I’m very much in a soul-searching-figure-out-my-life phase right now. In other words, I’m your average 20-something in the year 2013. I’ve seen a variety of posts on facebook about JMU freshman move in and all the glory that is 1787 August Orientation. These posts came from both students who are still at JMU, as well as, alumni like myself. It sparked that little place in my brain that keeps my sentimental feelings locked up, safely away and out of reach of my day-to-day thoughts. I’m now inundated with nostalgia of 1787 and the way it has changed my life.
This fantastic photo is from my first 1787, as a college freshman. It’s kind of blowing my mind that this was eight years ago. How did that happen?! Anyway, these are the lovely ladies in my Frog group, who lived in good old Hanson Hall, on our way to an orientation activity. The things I remember about 1787 as a freshman was doing some scavenger hunt that involved running all over campus and just getting really sweaty, going to Jimmy’s Mad Jam and experiencing some college a cappella at its finest, and getting into a car with strangers at the gas station at the top of Port Republic to go to a party (sorry mom!). I had no idea how hard it would be for me to adjust to college life or the wonderful people I would meet throughout the years, I just knew I was ready for this phase of my life and to move past high school. Oh, and I thought it’d be really easy to meet dudes. Obviously math wasn’t my strong suit and I had no idea what the JMU 60:40 ratio looked like in real life.
2007 my brother was going to be a freshman at JMU. I was pretty stoked to have him going to the same school as me. Us Lonetts struggle a little bit at the adjusting to college thing. Both of us were pretty slow go get involved in our early years. Being out of state students was a difficult thing that you don’t really think about until you’re surrounded by NOVA kids in your dorm who already have a built in circle of friends from high school to hang out with. I really enjoyed trying to help the little bro adapt more quickly than I did. I don’t know if I was successful or not, but at least we had some great late night Taco Bell trips and intramural sport teams.
1787 2k8, the year of the Maniacal Laughing Frogs, or MLFs for short. After helping the little bro adjust to JMU life the previous year, I really wanted to do the same for the incoming class of JMU first years. I applied and was accepted to be a First YeaR Orientation Guide (FROG!). My fellow MLFs are some of the raddest people I have ever met. This experience changed my entire perspective on JMU and made me love it more than I already did. I have so many memories of this week. Meeting my first years in McGraw-Long, eating dinner at Dhall with my students for the first time, getting proposed to via post it note at one of our activities that included a check yes or no box, being completely exhausted, but continuing on until the wee hours of the night just to get up bright and early for another day. One of my most vivid memories from this week was a conversation I had with John Nettles, my Orientation Peer Adviser. He’s the dude in the purple shirt up there. We were walking through Hillside field, he casually asked me how my first day was going and then I just started bawling. We sat down and chatted about my feelings. You guys, 1787 makes you have a lot of feels, it’s not my fault. Also, I think us MLFs are more sensitive than most, we’re criers and it is totally 100% ok! I felt like my first year girls hated me and they weren’t participating in activities. He worked his Nettles magic and gave me advice and a hug and I was fine. Turns out he was right. The girls started to be more involved and I ended up becoming good friends with a bunch of those girls! We stayed in touch throughout their 4 years at JMU and even now that we’re all alumni!
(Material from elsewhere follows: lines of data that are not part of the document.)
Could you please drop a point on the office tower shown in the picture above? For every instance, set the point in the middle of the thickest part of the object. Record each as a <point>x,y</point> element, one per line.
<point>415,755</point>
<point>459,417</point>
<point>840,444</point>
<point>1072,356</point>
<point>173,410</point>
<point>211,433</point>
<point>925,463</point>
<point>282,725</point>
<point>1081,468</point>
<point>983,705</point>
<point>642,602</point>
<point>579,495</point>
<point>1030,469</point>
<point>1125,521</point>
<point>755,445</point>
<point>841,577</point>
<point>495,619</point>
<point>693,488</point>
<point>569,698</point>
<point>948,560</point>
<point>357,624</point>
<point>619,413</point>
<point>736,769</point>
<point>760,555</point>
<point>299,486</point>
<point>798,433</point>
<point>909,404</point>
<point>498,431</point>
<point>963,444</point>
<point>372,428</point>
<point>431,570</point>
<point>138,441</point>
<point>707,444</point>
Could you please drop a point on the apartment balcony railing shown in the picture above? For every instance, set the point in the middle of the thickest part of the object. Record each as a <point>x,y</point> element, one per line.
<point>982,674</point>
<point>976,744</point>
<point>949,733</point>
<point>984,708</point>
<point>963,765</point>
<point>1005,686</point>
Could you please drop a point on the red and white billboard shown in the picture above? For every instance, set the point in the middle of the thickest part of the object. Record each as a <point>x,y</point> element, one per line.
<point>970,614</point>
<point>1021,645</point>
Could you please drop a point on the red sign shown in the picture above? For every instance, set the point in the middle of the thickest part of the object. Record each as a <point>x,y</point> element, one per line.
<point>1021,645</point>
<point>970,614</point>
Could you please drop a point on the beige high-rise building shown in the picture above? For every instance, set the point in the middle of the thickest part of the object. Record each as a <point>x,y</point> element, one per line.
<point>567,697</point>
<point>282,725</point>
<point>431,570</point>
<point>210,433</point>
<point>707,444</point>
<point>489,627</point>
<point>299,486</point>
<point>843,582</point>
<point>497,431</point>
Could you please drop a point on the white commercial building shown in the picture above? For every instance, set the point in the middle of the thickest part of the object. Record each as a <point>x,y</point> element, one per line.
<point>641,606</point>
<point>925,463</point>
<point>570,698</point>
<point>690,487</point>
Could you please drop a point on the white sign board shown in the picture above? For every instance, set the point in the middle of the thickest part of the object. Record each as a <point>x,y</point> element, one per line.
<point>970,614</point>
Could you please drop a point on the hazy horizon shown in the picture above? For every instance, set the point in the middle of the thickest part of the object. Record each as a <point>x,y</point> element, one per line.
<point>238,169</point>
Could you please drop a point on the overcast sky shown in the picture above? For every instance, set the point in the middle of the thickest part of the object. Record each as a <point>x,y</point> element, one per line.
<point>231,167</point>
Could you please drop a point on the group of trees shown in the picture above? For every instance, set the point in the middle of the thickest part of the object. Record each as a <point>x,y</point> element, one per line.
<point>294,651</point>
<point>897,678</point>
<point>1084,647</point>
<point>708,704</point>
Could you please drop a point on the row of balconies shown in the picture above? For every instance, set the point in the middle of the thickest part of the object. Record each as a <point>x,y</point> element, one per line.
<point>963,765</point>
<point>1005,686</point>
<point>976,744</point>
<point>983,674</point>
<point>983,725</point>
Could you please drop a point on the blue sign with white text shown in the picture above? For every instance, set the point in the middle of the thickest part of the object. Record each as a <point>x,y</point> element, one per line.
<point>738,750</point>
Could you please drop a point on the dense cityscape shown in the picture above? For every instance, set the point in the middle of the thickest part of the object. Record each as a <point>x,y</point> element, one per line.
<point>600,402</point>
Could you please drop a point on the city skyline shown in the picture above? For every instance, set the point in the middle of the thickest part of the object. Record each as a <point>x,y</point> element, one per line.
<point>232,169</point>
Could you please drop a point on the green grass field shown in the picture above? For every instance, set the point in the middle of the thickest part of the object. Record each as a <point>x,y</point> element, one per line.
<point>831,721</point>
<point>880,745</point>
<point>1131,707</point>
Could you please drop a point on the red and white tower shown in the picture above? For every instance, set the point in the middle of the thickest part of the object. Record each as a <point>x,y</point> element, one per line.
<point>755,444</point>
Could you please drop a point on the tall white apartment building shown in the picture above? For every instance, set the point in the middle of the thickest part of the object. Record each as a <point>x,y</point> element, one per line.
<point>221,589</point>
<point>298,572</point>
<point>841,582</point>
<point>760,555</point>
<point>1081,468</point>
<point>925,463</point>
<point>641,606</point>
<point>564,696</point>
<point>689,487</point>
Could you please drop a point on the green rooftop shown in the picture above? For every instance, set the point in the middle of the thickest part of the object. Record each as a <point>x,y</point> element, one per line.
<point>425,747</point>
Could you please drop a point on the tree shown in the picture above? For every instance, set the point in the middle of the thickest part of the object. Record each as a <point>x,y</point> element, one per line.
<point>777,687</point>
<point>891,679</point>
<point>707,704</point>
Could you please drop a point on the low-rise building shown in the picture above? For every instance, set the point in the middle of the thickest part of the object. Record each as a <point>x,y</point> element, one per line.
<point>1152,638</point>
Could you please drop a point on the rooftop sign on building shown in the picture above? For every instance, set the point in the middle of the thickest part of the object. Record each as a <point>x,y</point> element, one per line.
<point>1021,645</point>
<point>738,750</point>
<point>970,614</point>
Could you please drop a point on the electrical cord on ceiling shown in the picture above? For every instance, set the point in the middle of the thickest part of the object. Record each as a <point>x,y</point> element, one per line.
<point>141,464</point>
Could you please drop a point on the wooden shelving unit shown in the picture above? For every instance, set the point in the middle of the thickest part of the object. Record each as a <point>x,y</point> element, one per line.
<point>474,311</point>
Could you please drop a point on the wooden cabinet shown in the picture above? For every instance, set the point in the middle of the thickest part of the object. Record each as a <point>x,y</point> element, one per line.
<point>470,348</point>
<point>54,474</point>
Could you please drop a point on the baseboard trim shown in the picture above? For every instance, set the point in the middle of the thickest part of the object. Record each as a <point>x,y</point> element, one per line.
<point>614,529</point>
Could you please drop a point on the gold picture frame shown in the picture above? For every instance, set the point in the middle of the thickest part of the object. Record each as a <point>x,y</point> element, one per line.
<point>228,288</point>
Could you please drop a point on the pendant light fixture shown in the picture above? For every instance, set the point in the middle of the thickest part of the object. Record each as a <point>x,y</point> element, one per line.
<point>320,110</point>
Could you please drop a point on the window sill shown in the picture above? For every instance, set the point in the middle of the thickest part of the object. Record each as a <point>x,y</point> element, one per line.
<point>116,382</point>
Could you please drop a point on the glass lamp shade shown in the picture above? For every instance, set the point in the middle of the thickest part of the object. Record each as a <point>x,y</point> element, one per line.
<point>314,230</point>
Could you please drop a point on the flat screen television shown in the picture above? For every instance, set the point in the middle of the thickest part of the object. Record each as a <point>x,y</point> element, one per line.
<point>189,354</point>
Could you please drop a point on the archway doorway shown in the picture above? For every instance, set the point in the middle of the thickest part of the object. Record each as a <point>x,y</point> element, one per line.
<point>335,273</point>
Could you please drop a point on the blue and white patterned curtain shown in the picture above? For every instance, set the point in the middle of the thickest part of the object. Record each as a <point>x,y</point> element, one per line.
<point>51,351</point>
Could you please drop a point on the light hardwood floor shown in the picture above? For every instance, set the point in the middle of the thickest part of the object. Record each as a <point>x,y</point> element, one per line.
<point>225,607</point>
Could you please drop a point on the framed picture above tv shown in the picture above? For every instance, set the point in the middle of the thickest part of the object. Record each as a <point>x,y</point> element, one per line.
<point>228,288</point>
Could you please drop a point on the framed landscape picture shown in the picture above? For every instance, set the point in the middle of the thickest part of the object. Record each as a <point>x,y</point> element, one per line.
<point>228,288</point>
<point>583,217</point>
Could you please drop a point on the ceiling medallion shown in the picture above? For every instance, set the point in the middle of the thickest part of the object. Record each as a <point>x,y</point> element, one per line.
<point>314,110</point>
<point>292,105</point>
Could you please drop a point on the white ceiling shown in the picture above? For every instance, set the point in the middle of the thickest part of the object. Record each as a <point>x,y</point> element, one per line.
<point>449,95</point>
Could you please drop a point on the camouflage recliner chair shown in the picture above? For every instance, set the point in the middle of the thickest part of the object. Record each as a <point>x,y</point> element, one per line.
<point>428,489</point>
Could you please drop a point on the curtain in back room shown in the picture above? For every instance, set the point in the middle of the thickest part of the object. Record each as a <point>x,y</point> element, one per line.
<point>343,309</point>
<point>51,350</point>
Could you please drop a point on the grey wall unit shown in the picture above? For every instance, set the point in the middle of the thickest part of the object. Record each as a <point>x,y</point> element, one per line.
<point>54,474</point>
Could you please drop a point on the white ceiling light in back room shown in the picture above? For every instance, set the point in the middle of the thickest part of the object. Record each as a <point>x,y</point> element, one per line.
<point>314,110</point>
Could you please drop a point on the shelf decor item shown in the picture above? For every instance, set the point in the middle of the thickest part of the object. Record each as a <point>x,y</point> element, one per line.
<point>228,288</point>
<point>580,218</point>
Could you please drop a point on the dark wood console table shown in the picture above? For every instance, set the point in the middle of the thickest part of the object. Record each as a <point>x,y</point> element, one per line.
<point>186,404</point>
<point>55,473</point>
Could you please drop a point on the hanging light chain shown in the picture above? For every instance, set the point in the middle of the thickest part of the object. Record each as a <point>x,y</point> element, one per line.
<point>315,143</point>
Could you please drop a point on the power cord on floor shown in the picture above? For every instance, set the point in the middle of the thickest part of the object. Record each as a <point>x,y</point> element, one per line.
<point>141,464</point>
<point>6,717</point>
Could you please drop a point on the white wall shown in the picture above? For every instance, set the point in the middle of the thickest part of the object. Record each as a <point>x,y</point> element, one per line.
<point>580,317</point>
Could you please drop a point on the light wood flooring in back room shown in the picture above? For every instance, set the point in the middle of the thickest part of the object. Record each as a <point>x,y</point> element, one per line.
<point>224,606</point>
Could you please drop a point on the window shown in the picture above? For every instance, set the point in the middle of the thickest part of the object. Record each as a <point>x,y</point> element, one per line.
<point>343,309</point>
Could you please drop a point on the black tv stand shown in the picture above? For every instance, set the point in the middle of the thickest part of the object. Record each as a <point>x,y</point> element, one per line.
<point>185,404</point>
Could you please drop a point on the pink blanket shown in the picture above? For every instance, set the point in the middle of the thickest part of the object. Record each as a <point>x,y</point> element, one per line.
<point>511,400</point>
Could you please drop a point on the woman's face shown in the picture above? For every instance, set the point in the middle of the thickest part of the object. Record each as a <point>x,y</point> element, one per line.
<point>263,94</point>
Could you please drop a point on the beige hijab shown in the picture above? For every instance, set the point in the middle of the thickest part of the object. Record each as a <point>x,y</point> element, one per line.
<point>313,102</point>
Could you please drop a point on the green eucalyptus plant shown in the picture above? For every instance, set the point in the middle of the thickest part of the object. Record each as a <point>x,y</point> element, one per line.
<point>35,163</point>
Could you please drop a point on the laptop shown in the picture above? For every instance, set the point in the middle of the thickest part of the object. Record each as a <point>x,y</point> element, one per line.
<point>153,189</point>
2k9, the year of the Tookas. After having the experience I did as a Frog, I wanted to become an OPA to support the Frogs during their 1787 experience. When I was a freshman, five years earlier, during my Summer Springboard, my mom leaned over to me after the OPAs were introduced and said, “I could see you being one of them one day.” I appropriately rolled my eyes and muttered, “I don’t even go here yet,” in A+ form of the typically angsty teenager.
Flash forward to 2009 and my mom was right. I didn’t know a group of people could have this much of an impact on your life. I honestly can’t even put into words the things I experienced while a part of this group. There’s not one specific sitting-in-a-field-while-I-cry-about-my-feelings moment to go back to, even though there definitely were some of those. We lived together, ate Dhall 3 times a day together, swam in President Rose’s pool together, had late night discussions in the estate together, we volunteered on the farm together, we went tubing on the river together, we played yee-haw together, we tried to figure out who we are as individuals and as a part of the team together. This experience kind of just embodies the person I was at this time. I think I’m starting to really understand what “I am because we are” means.
I’m not sure I fully comprehend how significant 1787 has been to my life and the person I am today. I’m still trying to decipher it as I continue on my soul-searching-figure-out-my-life phase. All I know is that I am grateful for each 1787 I was a part of , the people that I have been fortunate enough to be surrounded by throughout each and every one of them, and the person I am today because of all of it. Dumela.